Personal information
- Full name: David George Harris
- Date of birth: 12 July 1946 (age 79)
- Original team(s): St Peters / Geelong West
- Height: 178 cm (5 ft 10 in)
- Weight: 77 kg (170 lb)
- Position(s): Centreman

Playing career^{1}
- Years: Club / Games (Goals)
- 1969–1972: Geelong / 44 (20)

Coaching career^{3}
- Years: Club / Games (W–L–D)
- 1975–1976: Hobart / 38 (19–19–0)
- 1983–1986: Geelong West / 77 (47–30–0)
- ^{1} Playing statistics correct to the end of 1972.^{3} Coaching statistics correct as of 1986.

= David Harris (Australian footballer) =

Australian rules footballer

David George Harris (born 12 July 1946) is a former Australian rules footballer who played with Geelong in the Victorian Football League (VFL).

==Playing career==
Harris, originally from St Peters, spent his early career with Geelong West in the Victorian Football Association (VFA). A centreman, Harris was "best on ground" in Geelong West's 1968 premiership team and polled the third most votes in the Field Trophy (Second Division).

He was recruited to Geelong in 1969 and after debuting in round nine remained in the side for the remainder of the season, including the club's semi final loss to Richmond.

In 1970 he appeared in the opening four rounds of the season, then broke his collarbone and didn't play seniors again that year.

He had an injury free 1971 season and played in all 22 rounds, amassing 369 disposals.

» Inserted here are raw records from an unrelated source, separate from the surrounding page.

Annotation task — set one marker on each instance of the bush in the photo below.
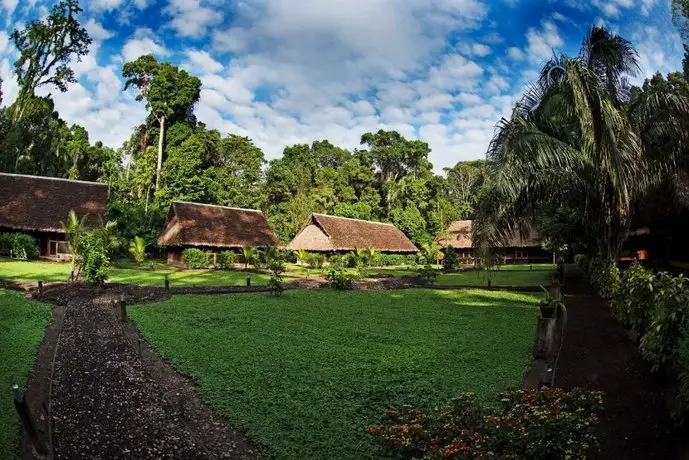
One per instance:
(275, 283)
(315, 260)
(94, 259)
(669, 319)
(389, 260)
(338, 278)
(226, 260)
(428, 274)
(19, 246)
(581, 261)
(451, 260)
(196, 258)
(682, 402)
(632, 304)
(5, 245)
(604, 278)
(534, 424)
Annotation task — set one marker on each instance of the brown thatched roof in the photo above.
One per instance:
(458, 235)
(329, 233)
(42, 204)
(196, 224)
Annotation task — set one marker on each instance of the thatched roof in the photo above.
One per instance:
(459, 235)
(329, 233)
(34, 203)
(196, 224)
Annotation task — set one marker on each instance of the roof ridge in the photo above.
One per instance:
(352, 218)
(54, 178)
(218, 206)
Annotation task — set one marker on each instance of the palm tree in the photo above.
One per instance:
(571, 141)
(430, 252)
(250, 255)
(369, 255)
(302, 256)
(137, 249)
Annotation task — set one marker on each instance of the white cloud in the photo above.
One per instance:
(96, 31)
(515, 53)
(143, 42)
(190, 18)
(202, 61)
(475, 49)
(10, 6)
(541, 43)
(455, 71)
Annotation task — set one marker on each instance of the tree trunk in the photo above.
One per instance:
(159, 167)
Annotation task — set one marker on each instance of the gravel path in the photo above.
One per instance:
(597, 354)
(105, 404)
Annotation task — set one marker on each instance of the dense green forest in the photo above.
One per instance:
(172, 155)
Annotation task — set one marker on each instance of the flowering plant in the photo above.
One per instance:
(534, 424)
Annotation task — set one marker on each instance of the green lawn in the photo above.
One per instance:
(19, 270)
(22, 326)
(304, 374)
(505, 276)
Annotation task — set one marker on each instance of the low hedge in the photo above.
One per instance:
(19, 246)
(656, 307)
(196, 258)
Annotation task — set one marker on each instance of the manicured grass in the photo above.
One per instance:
(186, 278)
(22, 326)
(304, 374)
(19, 270)
(502, 277)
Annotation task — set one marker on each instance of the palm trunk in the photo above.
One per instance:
(159, 167)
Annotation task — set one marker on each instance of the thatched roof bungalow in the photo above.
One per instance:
(323, 233)
(519, 248)
(214, 228)
(38, 206)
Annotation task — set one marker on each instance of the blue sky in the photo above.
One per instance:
(291, 71)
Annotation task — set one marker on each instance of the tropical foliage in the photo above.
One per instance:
(576, 139)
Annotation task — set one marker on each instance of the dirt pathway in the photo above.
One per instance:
(597, 354)
(107, 404)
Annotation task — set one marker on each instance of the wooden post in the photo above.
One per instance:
(27, 420)
(123, 309)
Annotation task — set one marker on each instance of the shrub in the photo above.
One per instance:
(338, 278)
(428, 274)
(315, 260)
(451, 260)
(682, 402)
(226, 259)
(196, 258)
(20, 246)
(669, 318)
(389, 260)
(275, 283)
(94, 257)
(5, 245)
(632, 304)
(535, 424)
(137, 248)
(604, 278)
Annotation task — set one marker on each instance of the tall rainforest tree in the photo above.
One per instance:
(45, 51)
(574, 140)
(166, 90)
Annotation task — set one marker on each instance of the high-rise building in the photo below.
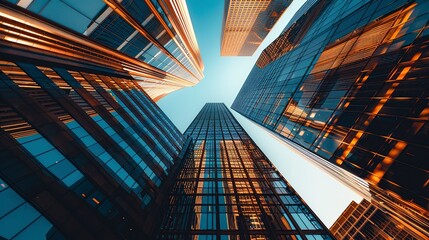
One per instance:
(247, 22)
(228, 189)
(83, 155)
(365, 221)
(151, 42)
(347, 82)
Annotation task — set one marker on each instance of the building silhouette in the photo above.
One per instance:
(246, 23)
(85, 152)
(367, 221)
(346, 83)
(228, 189)
(152, 42)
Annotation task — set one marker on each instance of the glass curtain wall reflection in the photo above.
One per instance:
(83, 155)
(153, 41)
(246, 24)
(230, 190)
(348, 81)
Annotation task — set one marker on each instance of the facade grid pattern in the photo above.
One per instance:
(230, 190)
(353, 90)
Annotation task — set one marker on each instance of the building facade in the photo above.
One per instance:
(347, 81)
(228, 189)
(84, 155)
(246, 23)
(365, 221)
(152, 42)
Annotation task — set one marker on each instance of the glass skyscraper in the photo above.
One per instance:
(367, 221)
(228, 189)
(246, 23)
(347, 80)
(85, 152)
(152, 42)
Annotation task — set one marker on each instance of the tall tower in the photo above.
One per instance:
(246, 23)
(150, 42)
(347, 82)
(228, 189)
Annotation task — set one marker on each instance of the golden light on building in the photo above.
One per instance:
(174, 61)
(246, 23)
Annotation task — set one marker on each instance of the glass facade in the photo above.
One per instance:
(350, 84)
(228, 189)
(84, 155)
(247, 23)
(136, 30)
(366, 221)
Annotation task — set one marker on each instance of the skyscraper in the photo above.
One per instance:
(246, 23)
(228, 189)
(152, 42)
(367, 221)
(85, 152)
(347, 81)
(83, 155)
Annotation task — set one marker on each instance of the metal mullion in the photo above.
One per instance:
(141, 94)
(62, 140)
(273, 190)
(120, 92)
(118, 127)
(137, 101)
(267, 223)
(243, 231)
(100, 135)
(123, 13)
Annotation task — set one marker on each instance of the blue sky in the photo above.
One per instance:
(224, 77)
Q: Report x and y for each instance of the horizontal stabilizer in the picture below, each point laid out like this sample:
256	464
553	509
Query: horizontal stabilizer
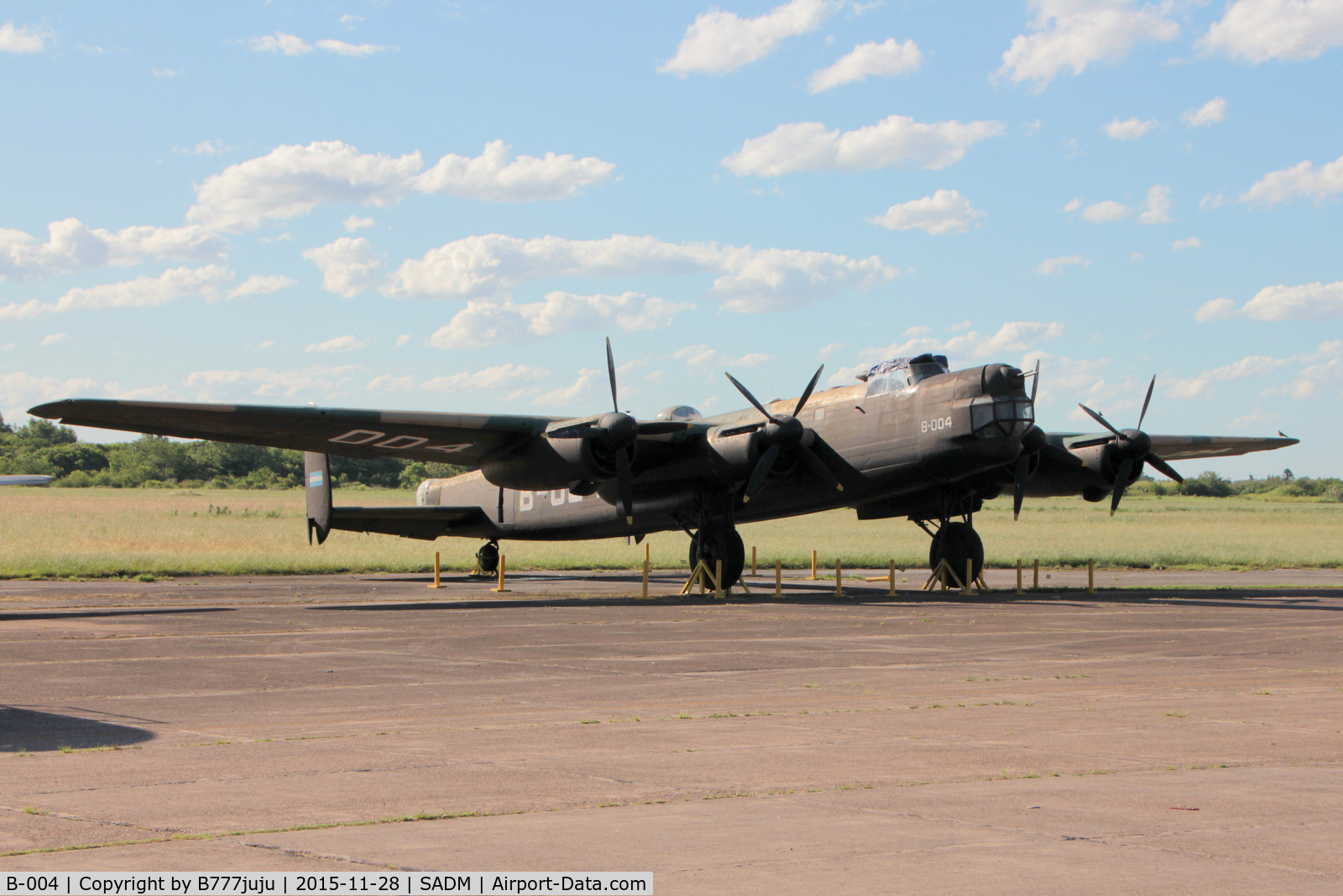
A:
409	522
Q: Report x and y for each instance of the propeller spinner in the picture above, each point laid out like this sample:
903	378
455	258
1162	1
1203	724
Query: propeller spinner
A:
786	431
1132	445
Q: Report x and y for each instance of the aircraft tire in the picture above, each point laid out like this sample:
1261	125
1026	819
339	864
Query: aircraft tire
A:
488	558
957	542
720	544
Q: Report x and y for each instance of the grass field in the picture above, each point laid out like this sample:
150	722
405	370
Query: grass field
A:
78	533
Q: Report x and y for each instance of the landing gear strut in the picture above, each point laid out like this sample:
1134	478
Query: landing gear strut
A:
719	542
488	558
957	544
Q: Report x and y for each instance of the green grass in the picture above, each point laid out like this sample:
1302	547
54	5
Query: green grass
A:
147	534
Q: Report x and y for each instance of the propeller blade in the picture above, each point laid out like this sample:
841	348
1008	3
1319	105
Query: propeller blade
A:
1018	486
750	398
610	369
1162	466
1150	387
624	483
760	472
806	393
1101	420
819	467
1121	483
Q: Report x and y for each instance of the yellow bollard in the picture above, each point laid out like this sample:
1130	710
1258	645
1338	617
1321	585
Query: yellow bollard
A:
503	564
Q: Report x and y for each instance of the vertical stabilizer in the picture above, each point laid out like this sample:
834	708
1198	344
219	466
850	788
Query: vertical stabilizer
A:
317	482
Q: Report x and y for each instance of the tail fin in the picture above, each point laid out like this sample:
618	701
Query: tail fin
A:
319	488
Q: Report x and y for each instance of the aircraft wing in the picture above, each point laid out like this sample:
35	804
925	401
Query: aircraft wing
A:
1188	447
447	438
410	521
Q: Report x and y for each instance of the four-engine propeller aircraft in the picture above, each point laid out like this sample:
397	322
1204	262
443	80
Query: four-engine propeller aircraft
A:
912	439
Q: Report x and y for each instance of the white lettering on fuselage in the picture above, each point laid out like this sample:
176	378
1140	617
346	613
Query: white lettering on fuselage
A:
935	425
559	497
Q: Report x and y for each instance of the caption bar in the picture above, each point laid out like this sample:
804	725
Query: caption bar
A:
347	884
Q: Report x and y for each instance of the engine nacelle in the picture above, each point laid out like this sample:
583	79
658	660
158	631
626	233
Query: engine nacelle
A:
551	463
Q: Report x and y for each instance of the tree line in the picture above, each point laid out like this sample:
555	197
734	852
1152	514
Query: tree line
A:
51	450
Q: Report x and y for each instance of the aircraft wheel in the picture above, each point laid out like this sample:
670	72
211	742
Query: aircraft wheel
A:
488	558
957	542
715	544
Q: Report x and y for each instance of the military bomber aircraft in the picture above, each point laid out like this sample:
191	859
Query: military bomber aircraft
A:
911	439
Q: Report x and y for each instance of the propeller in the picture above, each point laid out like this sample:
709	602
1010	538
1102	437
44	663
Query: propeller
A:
1132	445
786	431
1031	445
617	432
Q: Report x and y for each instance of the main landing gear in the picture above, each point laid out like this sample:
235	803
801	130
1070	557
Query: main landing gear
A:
488	558
719	542
958	544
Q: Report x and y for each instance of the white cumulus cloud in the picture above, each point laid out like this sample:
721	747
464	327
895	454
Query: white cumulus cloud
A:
1262	29
1128	129
1158	206
1058	264
720	42
505	376
1105	211
281	42
262	284
22	39
351	49
899	140
943	212
1299	181
1074	34
483	322
1208	114
293	180
865	60
143	291
751	279
1306	302
349	266
73	246
339	344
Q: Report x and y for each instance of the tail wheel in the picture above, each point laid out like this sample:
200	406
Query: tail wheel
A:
720	544
957	544
488	558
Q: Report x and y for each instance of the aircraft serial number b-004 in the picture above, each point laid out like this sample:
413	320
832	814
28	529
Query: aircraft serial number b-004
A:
911	439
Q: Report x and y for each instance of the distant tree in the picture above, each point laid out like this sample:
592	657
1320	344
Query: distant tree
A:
44	434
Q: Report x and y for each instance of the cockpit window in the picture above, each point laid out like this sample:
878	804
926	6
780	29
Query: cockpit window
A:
997	416
897	373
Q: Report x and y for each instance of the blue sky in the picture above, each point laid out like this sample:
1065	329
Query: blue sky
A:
447	207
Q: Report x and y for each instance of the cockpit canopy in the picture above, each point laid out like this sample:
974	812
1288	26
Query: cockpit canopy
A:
899	373
678	414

During the 1972 season, Harris returned to Geelong West, where he finished the year playing in another premiership team. He was appointed captain in 1974 and had a good enough year to win the best and fairest, finish equal sixth in the J. J. Liston Trophy count and earn selection in the "VFA Team of the Year".

==Coaching years==
His senior coaching career began in 1975 when he was appointed captain-coach of Hobart. He coached Hobart for two seasons.

Harris coached the Geelong reserves to three successive premierships, in 1980, 1981 and 1982.

From 1983 to 1986, Harris was coach of Geelong West and led the club to the finals in 1983 and 1984.